Big data ethics are different from information ethics because the focus of information ethics is more concerned with issues of intellectual property and concerns relating to librarians, archivists, and information professionals, while big data ethics is more concerned with collectors and disseminators of structured or unstructured data such as data brokers, governments, and large corporations. However, since artificial intelligence or machine learning systems are regularly built using big data sets, the discussions surrounding data ethics are often intertwined with those in the ethics of artificial intelligence. [2] More recently, issues of big data ethics have also been researched in relation with other areas of technology and science ethics, including ethics in mathematics and engineering ethics, as many areas of applied mathematics and engineering use increasingly large data sets.
Data ethics is concerned with the following principles: [3]
Ownership of data involves determining rights and duties over property, such as the ability to exercise individual control over (including limit the sharing of) personal data comprising one's digital identity. The question of data ownership arises when someone records observations on an individual person. The observer and the observed both state a claim to the data. Questions also arise as to the responsibilities that the observer and the observed have in relation to each other. These questions have become increasingly relevant with the Internet magnifying the scale and systematization of observing people and their thoughts. The question of personal data ownership relates to questions of corporate ownership and intellectual property. [4]
In the European Union, some people argue that the General Data Protection Regulation indicates that individuals own their personal data, although this is contested. [5]

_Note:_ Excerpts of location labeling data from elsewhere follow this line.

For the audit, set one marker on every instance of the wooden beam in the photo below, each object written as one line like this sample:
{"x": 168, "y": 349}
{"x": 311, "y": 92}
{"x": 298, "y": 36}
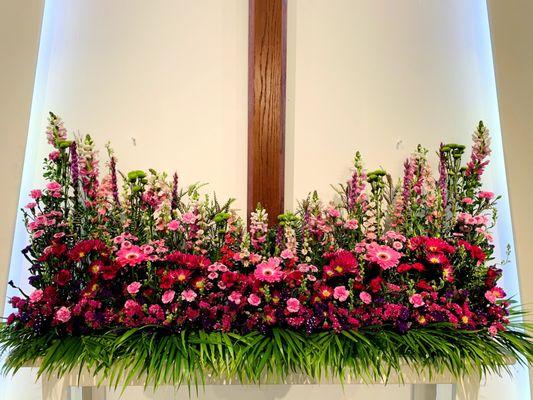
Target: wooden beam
{"x": 266, "y": 105}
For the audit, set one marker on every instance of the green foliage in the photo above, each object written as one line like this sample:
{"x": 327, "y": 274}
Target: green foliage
{"x": 191, "y": 358}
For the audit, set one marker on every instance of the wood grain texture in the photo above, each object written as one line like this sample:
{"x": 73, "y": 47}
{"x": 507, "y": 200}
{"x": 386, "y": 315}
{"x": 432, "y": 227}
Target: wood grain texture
{"x": 266, "y": 105}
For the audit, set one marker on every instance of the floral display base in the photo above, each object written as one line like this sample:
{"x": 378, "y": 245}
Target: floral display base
{"x": 82, "y": 385}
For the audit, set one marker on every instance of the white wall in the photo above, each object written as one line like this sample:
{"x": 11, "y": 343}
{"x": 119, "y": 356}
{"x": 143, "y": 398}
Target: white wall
{"x": 170, "y": 76}
{"x": 20, "y": 23}
{"x": 381, "y": 77}
{"x": 512, "y": 43}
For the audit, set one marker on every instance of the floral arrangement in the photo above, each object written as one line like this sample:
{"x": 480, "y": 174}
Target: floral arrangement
{"x": 137, "y": 274}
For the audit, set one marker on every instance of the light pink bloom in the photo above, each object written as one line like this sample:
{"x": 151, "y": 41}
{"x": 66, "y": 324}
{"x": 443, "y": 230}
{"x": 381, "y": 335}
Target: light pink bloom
{"x": 416, "y": 300}
{"x": 293, "y": 305}
{"x": 340, "y": 293}
{"x": 285, "y": 254}
{"x": 35, "y": 194}
{"x": 133, "y": 287}
{"x": 351, "y": 224}
{"x": 486, "y": 195}
{"x": 254, "y": 300}
{"x": 269, "y": 271}
{"x": 365, "y": 297}
{"x": 384, "y": 256}
{"x": 188, "y": 295}
{"x": 168, "y": 296}
{"x": 235, "y": 297}
{"x": 189, "y": 218}
{"x": 38, "y": 234}
{"x": 303, "y": 268}
{"x": 397, "y": 245}
{"x": 36, "y": 296}
{"x": 53, "y": 186}
{"x": 130, "y": 255}
{"x": 63, "y": 314}
{"x": 173, "y": 225}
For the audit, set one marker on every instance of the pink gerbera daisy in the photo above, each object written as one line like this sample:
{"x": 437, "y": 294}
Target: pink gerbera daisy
{"x": 130, "y": 255}
{"x": 384, "y": 256}
{"x": 269, "y": 271}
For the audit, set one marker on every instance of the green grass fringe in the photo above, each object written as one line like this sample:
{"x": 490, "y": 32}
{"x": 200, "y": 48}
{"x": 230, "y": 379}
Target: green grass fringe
{"x": 192, "y": 358}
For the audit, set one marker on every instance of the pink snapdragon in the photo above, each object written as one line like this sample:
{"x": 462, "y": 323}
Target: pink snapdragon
{"x": 384, "y": 256}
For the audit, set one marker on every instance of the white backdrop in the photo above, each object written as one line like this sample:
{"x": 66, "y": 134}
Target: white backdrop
{"x": 166, "y": 82}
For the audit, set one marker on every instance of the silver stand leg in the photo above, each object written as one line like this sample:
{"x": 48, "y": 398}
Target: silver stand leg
{"x": 468, "y": 388}
{"x": 54, "y": 389}
{"x": 423, "y": 391}
{"x": 88, "y": 393}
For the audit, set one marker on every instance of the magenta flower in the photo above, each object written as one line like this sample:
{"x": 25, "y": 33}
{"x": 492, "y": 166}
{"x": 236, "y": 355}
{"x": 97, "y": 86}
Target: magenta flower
{"x": 254, "y": 300}
{"x": 384, "y": 256}
{"x": 235, "y": 297}
{"x": 133, "y": 288}
{"x": 269, "y": 271}
{"x": 173, "y": 225}
{"x": 365, "y": 297}
{"x": 189, "y": 218}
{"x": 36, "y": 296}
{"x": 36, "y": 194}
{"x": 416, "y": 300}
{"x": 63, "y": 314}
{"x": 188, "y": 295}
{"x": 340, "y": 293}
{"x": 168, "y": 296}
{"x": 293, "y": 305}
{"x": 286, "y": 254}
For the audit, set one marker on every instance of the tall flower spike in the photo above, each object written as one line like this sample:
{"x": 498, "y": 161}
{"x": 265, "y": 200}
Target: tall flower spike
{"x": 114, "y": 182}
{"x": 480, "y": 151}
{"x": 443, "y": 176}
{"x": 174, "y": 202}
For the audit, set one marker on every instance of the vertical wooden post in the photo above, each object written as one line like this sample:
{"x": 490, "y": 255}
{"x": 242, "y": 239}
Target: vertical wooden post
{"x": 266, "y": 105}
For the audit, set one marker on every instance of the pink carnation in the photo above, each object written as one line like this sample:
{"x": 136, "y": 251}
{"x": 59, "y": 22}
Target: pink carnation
{"x": 188, "y": 295}
{"x": 173, "y": 225}
{"x": 254, "y": 300}
{"x": 36, "y": 296}
{"x": 133, "y": 287}
{"x": 340, "y": 293}
{"x": 293, "y": 305}
{"x": 168, "y": 296}
{"x": 269, "y": 271}
{"x": 384, "y": 256}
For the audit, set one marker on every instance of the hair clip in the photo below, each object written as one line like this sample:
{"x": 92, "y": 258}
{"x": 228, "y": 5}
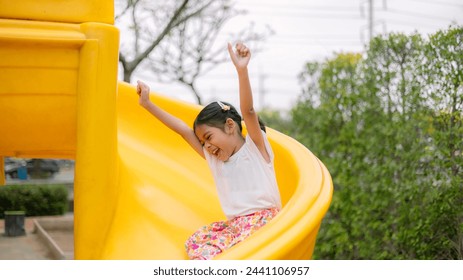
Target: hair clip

Concerns have been raised around how biases can be integrated into algorithm design resulting in systematic oppression [6] whether consciously or unconsciously. These manipulations often stem from biases in the data, the design of the algorithm, or the underlying goals of the organization deploying them. One major cause of algorithmic bias is that algorithms learn from historical data, which may perpetuate existing inequities. In many cases, algorithms exhibit reduced accuracy when applied to individuals from marginalized or underrepresented communities. A notable example of this is pulse oximetry, which has shown reduced reliability for certain demographic groups due to a lack of sufficient testing or information on these populations. [7] Additionally, many algorithms are designed to maximize specific metrics, such as engagement or profit, without adequately considering ethical implications. For instance, companies like Facebook and Twitter have been criticized for providing anonymity to harassers and for allowing racist content disguised as humor to proliferate, as such content often increases engagement. [8] These challenges are compounded by the fact that many algorithms operate as "black boxes" for proprietary reasons, meaning that the reasoning behind their outputs is not fully understood by users. This opacity makes it more difficult to identify and address algorithmic bias.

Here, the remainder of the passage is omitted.